28 Eylül, 2018

La vita e bella


life is beautiful. türkçesi hayat güzeldir 1997 yapımı italyan yapımı. üç dalda oscar'ı var. bunca zamandır izleme listemdeydi ama bir türlü fırsat bulamıyordum. sonunda dün fırsat buldum ama filmi tamamlayamadım. yarsını dün yarısını da bu sabah izledim. filmin ilk yarısı ve ikinci yarısı bambaşka iki film gibi. ikinci dünya savaşında toplama kampına düşen baba oğul hikayesi. savaş, nazi, toplama kampı deyince insanın aklına rahatsız edici filmler geliyor ama filmin görüntü olarak çok da rahatsız edici tarafı yok. oğluyla birlikte kampa düşen bir babanın, oğlunun olan biteni idrak etmemesi için insanüstü çabası anlatılıyor. guido'nun kendisi zaten hareketli, neşeli bir adam. olumsuzluğun en dip noktasında bile oğlu için pozitif ortam yaratmaya çaba gösteriyor. oğlunun oradan en az hasarla kurtulmasını amaçlıyor. nitekim başarılı da oluyor.

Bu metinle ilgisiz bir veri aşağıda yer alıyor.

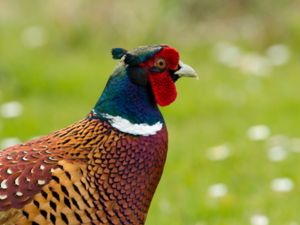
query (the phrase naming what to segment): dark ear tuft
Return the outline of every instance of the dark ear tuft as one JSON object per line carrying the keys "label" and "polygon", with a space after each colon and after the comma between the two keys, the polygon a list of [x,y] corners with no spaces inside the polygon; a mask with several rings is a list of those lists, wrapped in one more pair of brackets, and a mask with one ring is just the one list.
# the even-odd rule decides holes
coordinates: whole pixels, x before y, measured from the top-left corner
{"label": "dark ear tuft", "polygon": [[124,48],[113,48],[111,50],[113,59],[121,59],[126,53],[127,50]]}
{"label": "dark ear tuft", "polygon": [[135,66],[140,63],[140,59],[136,55],[127,53],[124,62],[128,65]]}

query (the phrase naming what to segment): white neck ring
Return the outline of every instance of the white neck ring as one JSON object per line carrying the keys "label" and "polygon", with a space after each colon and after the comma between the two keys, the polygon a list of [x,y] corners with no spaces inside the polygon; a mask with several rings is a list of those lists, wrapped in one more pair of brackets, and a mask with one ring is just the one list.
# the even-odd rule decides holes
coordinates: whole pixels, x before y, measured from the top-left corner
{"label": "white neck ring", "polygon": [[133,135],[150,136],[156,134],[163,128],[163,124],[160,121],[153,125],[146,123],[135,124],[120,116],[112,116],[107,113],[102,113],[101,116],[106,118],[112,127]]}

sağda solda çokça okudum. filmin çok da gerçekçi olmayan tarafları var. toplama kampında guido kadar rahat hareket edilemeyeceğini savaşı anlatan romanlarda, filmlerde, belgeseller gördük. o sahneler inandırıcılıktan uzaktı. ama bu, filmin insanın soktuğu psikolojiyi etkilemiyor. filmi izleyici hisssedebiliyor. ilk yarıda guido'nun hareketli yaşamı, sürekli konuşması beni biraz yorsa da ikinci yarıyla beraber film biraz daha duraksadı film. haliyle ben de biraz kafaca dinginleşmiş oldum.

ayrı bir paragraf anne için açmak lazım sanırım. guido ile kaçması. evlenmesi. daha sonra onun peşinden gitmesi o dönem için yapılacak onurlu davranışlardan bir tanesi. gözünü kırpmadan trene binmesi. bilinmezliğe hatta ölüme gitmesi, guido'ya aşkı kadar onurlu bir kadın.